Opener “Heavenmetal” unwinds like one of those pretty Youth tunes that ended up on thousands of mix tapes made by dedicated young indie-rockers way back in the ‘90s. In the process, many hearts were swooned. But here it’s curiously truncated at just a shade over two minutes, and that aforementioned stripped-down looseness is established right out of the gate.
At first, “Sleeping Where I Fall” is a little bit funky and a wee smidge folky, but as it progresses it attains quite a bit of the old Youthian brawn. Differences are of course evident. As a drummer Moloney is more about force, contrasting with Shelley’s blend of heaviness and finesse, a bit like Bob Bert perhaps, but if so then distinct in his approach.
Wood and Lubelski are also divergent in their contributions, so while big portions of “Alighted” recall the tweaked grunge rock of the Dirty album, they also sorta don’t. And the song also provides the opportunity to hear Moore singing like a sleepy hillbilly Mark E. Smith. There’s also one of those by now almost trademark noise eruptions; structure gives way to a rumbling abstraction and then structure returns.
The band really hits a sweet stride with “Empires of Time,” and an audio snippet over a woman waxing hippie at the end signifies a big change in the album’s direction. The following track “Groovy & Linda” tackles a theme of blissful, enlightened living gone wrong, an idea that runs all the way back in his work to the Helter Skelter-ism of “Death Valley ‘69.” Similarly based on a real life event, “Groovy & Linda” shifts Chelsea Light Moving into a blend of commentary and homage.
“Lip” is the least explicit of these excursions, mainly reinterpreting the voice of the Minutemen extending the possibilities of late-‘70s Los Angeles punk ala Dangerhouse.

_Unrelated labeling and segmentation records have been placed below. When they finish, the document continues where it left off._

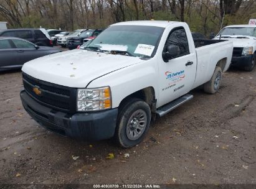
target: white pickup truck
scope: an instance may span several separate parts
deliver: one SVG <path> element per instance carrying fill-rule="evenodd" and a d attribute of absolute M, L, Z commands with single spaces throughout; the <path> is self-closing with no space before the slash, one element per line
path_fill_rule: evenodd
<path fill-rule="evenodd" d="M 80 49 L 25 63 L 21 98 L 50 131 L 86 140 L 115 137 L 131 147 L 151 119 L 192 99 L 191 90 L 203 85 L 216 93 L 232 48 L 229 41 L 194 42 L 184 22 L 117 23 Z"/>
<path fill-rule="evenodd" d="M 256 62 L 256 25 L 233 25 L 225 27 L 214 39 L 233 42 L 231 65 L 252 71 Z"/>

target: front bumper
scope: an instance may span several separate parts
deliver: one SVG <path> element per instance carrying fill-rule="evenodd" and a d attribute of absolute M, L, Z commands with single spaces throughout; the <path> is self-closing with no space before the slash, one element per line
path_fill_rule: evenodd
<path fill-rule="evenodd" d="M 107 139 L 114 136 L 117 108 L 70 115 L 39 104 L 24 90 L 21 91 L 20 96 L 29 114 L 50 131 L 86 141 Z"/>
<path fill-rule="evenodd" d="M 77 48 L 77 46 L 78 45 L 82 45 L 82 43 L 69 43 L 69 42 L 67 43 L 67 46 L 70 49 L 74 49 Z"/>
<path fill-rule="evenodd" d="M 245 67 L 250 65 L 253 60 L 253 55 L 232 57 L 231 65 L 238 67 Z"/>

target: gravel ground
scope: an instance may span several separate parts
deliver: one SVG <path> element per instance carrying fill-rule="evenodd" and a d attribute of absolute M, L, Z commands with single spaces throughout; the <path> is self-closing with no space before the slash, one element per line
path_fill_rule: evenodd
<path fill-rule="evenodd" d="M 0 183 L 256 184 L 255 79 L 256 70 L 229 70 L 217 93 L 191 91 L 141 144 L 123 149 L 40 127 L 22 106 L 20 70 L 1 73 Z"/>

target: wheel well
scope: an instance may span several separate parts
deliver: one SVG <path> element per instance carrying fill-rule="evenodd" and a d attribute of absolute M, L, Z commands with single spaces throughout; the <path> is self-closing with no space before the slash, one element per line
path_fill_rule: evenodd
<path fill-rule="evenodd" d="M 152 112 L 156 111 L 156 102 L 154 88 L 151 86 L 149 86 L 138 91 L 136 91 L 129 96 L 125 97 L 120 103 L 119 107 L 121 107 L 125 104 L 130 99 L 136 98 L 140 98 L 145 101 L 150 107 L 150 109 Z"/>
<path fill-rule="evenodd" d="M 218 63 L 217 63 L 216 67 L 219 67 L 221 68 L 221 70 L 224 70 L 225 65 L 227 63 L 227 58 L 224 58 L 220 60 L 219 60 Z"/>

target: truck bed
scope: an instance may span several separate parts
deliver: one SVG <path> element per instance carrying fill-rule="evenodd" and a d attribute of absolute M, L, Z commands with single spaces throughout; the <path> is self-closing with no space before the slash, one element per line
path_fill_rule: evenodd
<path fill-rule="evenodd" d="M 210 80 L 216 63 L 222 60 L 225 72 L 231 62 L 233 43 L 225 40 L 195 40 L 197 57 L 197 74 L 193 88 Z M 222 67 L 223 67 L 222 66 Z"/>

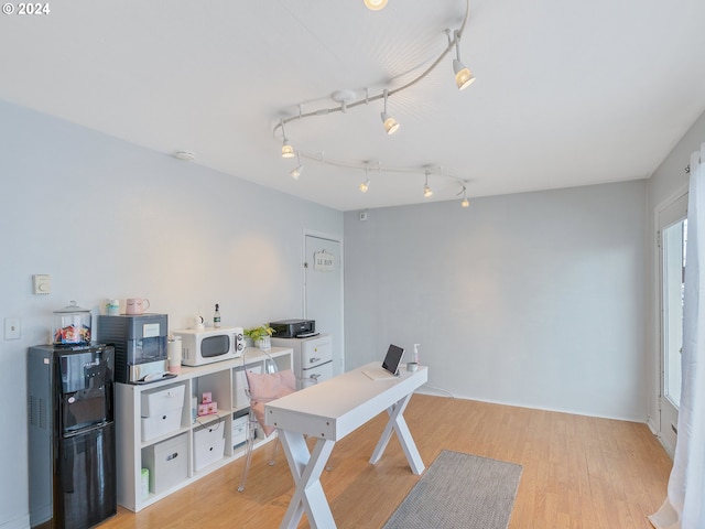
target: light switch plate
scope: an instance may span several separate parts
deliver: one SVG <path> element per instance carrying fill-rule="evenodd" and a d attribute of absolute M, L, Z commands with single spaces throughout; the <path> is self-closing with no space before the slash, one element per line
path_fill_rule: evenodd
<path fill-rule="evenodd" d="M 22 320 L 19 317 L 4 319 L 4 339 L 20 339 L 22 335 Z"/>

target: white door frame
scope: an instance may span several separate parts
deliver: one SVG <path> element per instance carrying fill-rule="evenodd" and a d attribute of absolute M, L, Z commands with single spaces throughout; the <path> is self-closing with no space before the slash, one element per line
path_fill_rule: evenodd
<path fill-rule="evenodd" d="M 663 335 L 663 325 L 664 325 L 664 314 L 663 314 L 663 285 L 662 285 L 662 269 L 663 269 L 663 252 L 662 252 L 662 233 L 661 230 L 670 225 L 673 225 L 677 222 L 675 216 L 673 218 L 669 218 L 672 216 L 672 212 L 668 212 L 671 206 L 674 206 L 683 197 L 686 197 L 687 201 L 687 185 L 681 187 L 677 192 L 671 195 L 665 201 L 661 202 L 654 209 L 654 235 L 655 240 L 658 241 L 654 255 L 654 332 L 653 332 L 653 366 L 654 366 L 654 377 L 653 377 L 653 396 L 654 396 L 654 411 L 657 417 L 650 418 L 649 423 L 654 433 L 659 436 L 661 444 L 664 449 L 673 456 L 673 451 L 675 450 L 675 441 L 673 440 L 673 432 L 669 431 L 670 425 L 665 424 L 662 418 L 662 401 L 665 400 L 665 396 L 663 395 L 663 358 L 664 358 L 664 335 Z M 687 203 L 686 203 L 687 205 Z M 679 216 L 680 218 L 680 216 Z"/>
<path fill-rule="evenodd" d="M 305 268 L 305 263 L 306 263 L 306 237 L 318 237 L 321 239 L 327 239 L 327 240 L 332 240 L 334 242 L 337 242 L 339 248 L 340 248 L 340 363 L 341 365 L 338 366 L 341 370 L 345 370 L 345 266 L 344 266 L 344 255 L 343 255 L 343 236 L 338 235 L 338 234 L 327 234 L 325 231 L 316 231 L 314 229 L 306 229 L 304 228 L 303 230 L 303 236 L 302 236 L 302 248 L 301 248 L 301 285 L 302 285 L 302 314 L 303 317 L 306 319 L 308 317 L 308 315 L 306 314 L 306 268 Z"/>

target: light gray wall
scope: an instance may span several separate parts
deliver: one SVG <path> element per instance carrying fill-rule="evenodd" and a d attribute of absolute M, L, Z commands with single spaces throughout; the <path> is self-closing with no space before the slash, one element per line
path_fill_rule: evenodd
<path fill-rule="evenodd" d="M 660 300 L 659 300 L 659 253 L 657 240 L 658 210 L 671 204 L 675 197 L 687 191 L 688 174 L 685 168 L 691 161 L 691 153 L 699 150 L 705 142 L 705 114 L 693 123 L 683 138 L 674 145 L 671 153 L 654 171 L 648 184 L 649 212 L 649 258 L 646 261 L 649 295 L 649 325 L 646 335 L 648 339 L 647 368 L 649 379 L 648 414 L 649 425 L 658 431 L 659 421 L 659 387 L 660 387 Z"/>
<path fill-rule="evenodd" d="M 29 526 L 26 347 L 69 300 L 149 298 L 170 327 L 192 315 L 252 326 L 302 315 L 304 229 L 343 214 L 0 102 L 0 527 Z M 34 273 L 52 277 L 33 295 Z"/>
<path fill-rule="evenodd" d="M 348 367 L 422 344 L 457 397 L 646 420 L 646 182 L 345 215 Z"/>

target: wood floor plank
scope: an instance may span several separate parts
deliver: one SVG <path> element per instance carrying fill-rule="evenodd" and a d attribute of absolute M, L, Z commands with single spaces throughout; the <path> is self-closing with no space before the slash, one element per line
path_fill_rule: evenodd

The point (or one of them anyway) seems to be that the well of inspiration from whence the Minutemen and Sonic Youth sprang is a bottomless one; maybe not a profound insight, but one that’s very useful as an actual finished work.
The charms of “Burroughs” have already been covered, but it’s worth noting how the song gives way to “Mohawk,” an excursion from Moore into the lands of unabashed Beat-speak. Naturally it’s fortified by music, with (I’m assuming) Lubelski bowing either a violin (her main instrument) or a guitar to excellent effect, but the real delight comes from how fully consumed Moore gets with the slipperiness of the Beat sensibility; “jazz bop plays through the automatic doors, each note in awe of no purpose but to submit and to dominate…and to submit, again” he intones, really letting it all hang out.
Some will find this embarrassing, but from this writer’s perspective it actually amplifies the sincerity and acuity of Moore to the whole Beat thing, a literary movement that many persist in finding, well, embarrassing in its emotional nudeness.
And this isn’t lost on the speaker; at the end, in the midst of an articulated shard of memory, the song’s title is given clarity along with a sweet aside over Darby Crash returning from England with a Mohawk (“thought he might of referred to it as a Mohican”), an action that summed up ol’ Bobby Pyn for many as an eternal poseur. An equally high number of folks have always considered that summation to be fighting words, but the reality is that both sides are correct; Darby was one of the All Time Great poseurs. That mixture of realness and artifice is the main reason he still gets talked about.
And it’s why Germs songs still get covered. Chelsea Light Moving wraps up with a nicely done and purposefully anti-climactic cover of “Communist Eyes,” but the penultimate track provides one more round of lit-referencing gusto, “Frank O’Hara Hit,” the song dropping into the conversation the name of one of the great American poets (those Moore-haters rise up in a collective groan. “Poetry? Phooey!”)
Along with “Burroughs” and “Mohawk” it completes a run that, outside of the great and unfairly lambasted NYC Ghosts & Flowers, is quite unique to the discography of Sonic Youth. And yet it also fits like a glove. Regardless of the ambiguity of SY returning to the studio, it makes this correspondent very hopeful for additional recordings from Chelsea Light Moving.